It was not my finest moment,” is how 27-year-old Firas Ahmed from Iraq remembers a day over three years ago, when he was pelting stones at American soldiers during a skirmish on Baghdad’s streets.
The Americans had retaliated by gunfire — a common occurrence those days, Ahmed recounts — when a bullet hit
his hip joint. His life was never the same again, and two unsuccessful operations later, Ahmed reached India in early June this year. His prayer — a restructured hip.
Ahmed was operated upon at the Indraprastha Apollo Hospital on June 13. His hip was completely replaced, doctors told Newsline. Two weeks later, he walked out of the hospital without a limp and was ready to catch a flight back home.
Senior consultant in the Orthopaedic department, Dr Raju Vaishya said, “Despite two operations before, there were pellets in his hip. The hip was unstable as there was no bone to support it. We reconstructed the damaged cup of the joint using a bone from a cadaver donor.”
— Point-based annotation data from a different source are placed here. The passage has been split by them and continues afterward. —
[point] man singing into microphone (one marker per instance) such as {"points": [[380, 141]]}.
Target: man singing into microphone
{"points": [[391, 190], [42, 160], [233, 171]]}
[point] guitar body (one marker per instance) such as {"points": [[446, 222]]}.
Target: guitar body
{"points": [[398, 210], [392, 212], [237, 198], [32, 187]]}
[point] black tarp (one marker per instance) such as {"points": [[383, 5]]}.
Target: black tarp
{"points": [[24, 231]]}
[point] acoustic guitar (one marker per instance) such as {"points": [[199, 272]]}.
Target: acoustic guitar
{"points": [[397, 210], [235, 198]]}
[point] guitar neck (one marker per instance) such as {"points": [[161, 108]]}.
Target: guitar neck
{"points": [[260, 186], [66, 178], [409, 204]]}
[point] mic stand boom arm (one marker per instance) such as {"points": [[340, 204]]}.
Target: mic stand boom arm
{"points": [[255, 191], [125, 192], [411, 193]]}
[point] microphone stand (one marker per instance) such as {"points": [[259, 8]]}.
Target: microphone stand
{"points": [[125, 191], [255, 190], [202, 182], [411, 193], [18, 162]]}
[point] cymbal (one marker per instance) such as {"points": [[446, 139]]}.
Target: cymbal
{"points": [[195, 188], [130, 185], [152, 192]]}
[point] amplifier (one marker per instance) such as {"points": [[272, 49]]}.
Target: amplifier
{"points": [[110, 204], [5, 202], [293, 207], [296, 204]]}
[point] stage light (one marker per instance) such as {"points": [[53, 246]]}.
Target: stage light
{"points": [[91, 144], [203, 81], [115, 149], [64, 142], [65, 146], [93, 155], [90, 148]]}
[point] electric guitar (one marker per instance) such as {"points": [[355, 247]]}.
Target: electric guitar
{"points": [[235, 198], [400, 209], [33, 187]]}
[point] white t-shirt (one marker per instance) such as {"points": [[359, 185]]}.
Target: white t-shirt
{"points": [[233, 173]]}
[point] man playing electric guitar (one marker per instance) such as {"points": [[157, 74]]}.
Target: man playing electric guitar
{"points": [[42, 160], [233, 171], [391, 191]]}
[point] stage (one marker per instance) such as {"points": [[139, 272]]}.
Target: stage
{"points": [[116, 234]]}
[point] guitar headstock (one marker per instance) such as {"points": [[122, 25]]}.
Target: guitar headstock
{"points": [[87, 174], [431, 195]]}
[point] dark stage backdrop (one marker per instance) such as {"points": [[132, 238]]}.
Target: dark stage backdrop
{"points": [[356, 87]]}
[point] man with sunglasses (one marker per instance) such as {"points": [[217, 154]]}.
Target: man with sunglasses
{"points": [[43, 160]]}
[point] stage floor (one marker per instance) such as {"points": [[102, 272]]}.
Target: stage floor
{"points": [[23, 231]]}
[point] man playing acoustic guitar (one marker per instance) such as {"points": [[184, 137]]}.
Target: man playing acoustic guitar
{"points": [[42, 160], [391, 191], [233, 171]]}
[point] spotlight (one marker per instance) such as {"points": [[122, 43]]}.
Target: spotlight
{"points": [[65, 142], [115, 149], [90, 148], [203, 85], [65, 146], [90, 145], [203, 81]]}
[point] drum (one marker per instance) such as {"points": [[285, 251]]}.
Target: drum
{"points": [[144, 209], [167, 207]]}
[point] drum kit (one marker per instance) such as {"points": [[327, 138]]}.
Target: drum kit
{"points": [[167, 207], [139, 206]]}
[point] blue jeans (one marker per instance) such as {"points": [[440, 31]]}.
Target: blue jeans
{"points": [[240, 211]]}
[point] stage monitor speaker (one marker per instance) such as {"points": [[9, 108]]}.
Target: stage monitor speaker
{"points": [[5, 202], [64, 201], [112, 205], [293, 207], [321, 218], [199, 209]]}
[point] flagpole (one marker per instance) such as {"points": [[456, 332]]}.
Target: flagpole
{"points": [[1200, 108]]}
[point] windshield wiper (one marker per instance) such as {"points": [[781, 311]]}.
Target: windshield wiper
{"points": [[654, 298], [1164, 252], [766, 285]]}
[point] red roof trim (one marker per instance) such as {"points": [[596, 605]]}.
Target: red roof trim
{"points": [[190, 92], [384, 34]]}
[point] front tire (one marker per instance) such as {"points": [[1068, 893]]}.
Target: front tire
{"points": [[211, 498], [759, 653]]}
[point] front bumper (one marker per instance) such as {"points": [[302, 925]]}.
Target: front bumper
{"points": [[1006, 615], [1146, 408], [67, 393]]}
Ahmed’s voice betrays a tinge of remorse when he remembers the day nearly three and a half years ago. “I was young and silly. I regret being in the mob that day. But in a mob, one also feels safer,” he told Newsline.
The bullet destroyed his hip bone, and tore through his intestines and abdomen. He underwent two painful surgeries, one left a limb shorter than the other, but none could relieve him of the chronic pain in his hips.